First, this .pdf is "interoperable" with existing academic structures. It is a document, with a DOI, that can be cited and aggregated just like any other. N:SD thus avoids the pitfall of being so bold as to be illegible to practicing academics.
Second, the data descriptor institutionalizes a novel set of standards for what documents like this should look like, what kind of information they should include. Establishing this format is important because it allows practitioners to learn from example rather than casting about at random. Establishing rigorous baselines also protects authors from potentially unlimited objections about what they *didn't* include.

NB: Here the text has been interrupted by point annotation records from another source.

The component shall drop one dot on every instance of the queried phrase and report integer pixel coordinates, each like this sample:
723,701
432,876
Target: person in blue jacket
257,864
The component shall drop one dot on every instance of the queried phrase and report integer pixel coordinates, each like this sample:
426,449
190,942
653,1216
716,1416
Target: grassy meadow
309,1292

Third, and most importantly: everything about this document, from the name to the section headings, is dedicated to the idea that knowledge is stored in the .csv. This helps legitimate a form of scientific contribution that centers the data, rather than treating the data as simply a means to an end.
Ultimately, of course, all social science data are a means to an end: the end is to better understand and/or predict human behavior. A major goal of meta-science, and this blog in particular, is to argue that the *format* of scientific production is an essential input to scientific output. The way we bundle (for example) data, code, and theory in a journal article has evolved more or less arbitrarily. This form has only loosely and slowly adapted to the frontiers of knowledge production made possible by contemporary communication technology.
Consider how the data descriptor differs from the replication file. Replication files have been a significant meta-scientific advance over the dark ages of "data available upon request." But they are clearly second-fiddle to the paper itself: they are optimized to ensure that the precise analysis presented in the paper can be replicated, not to archive or publicize data that might be used for meta-analysis or future research.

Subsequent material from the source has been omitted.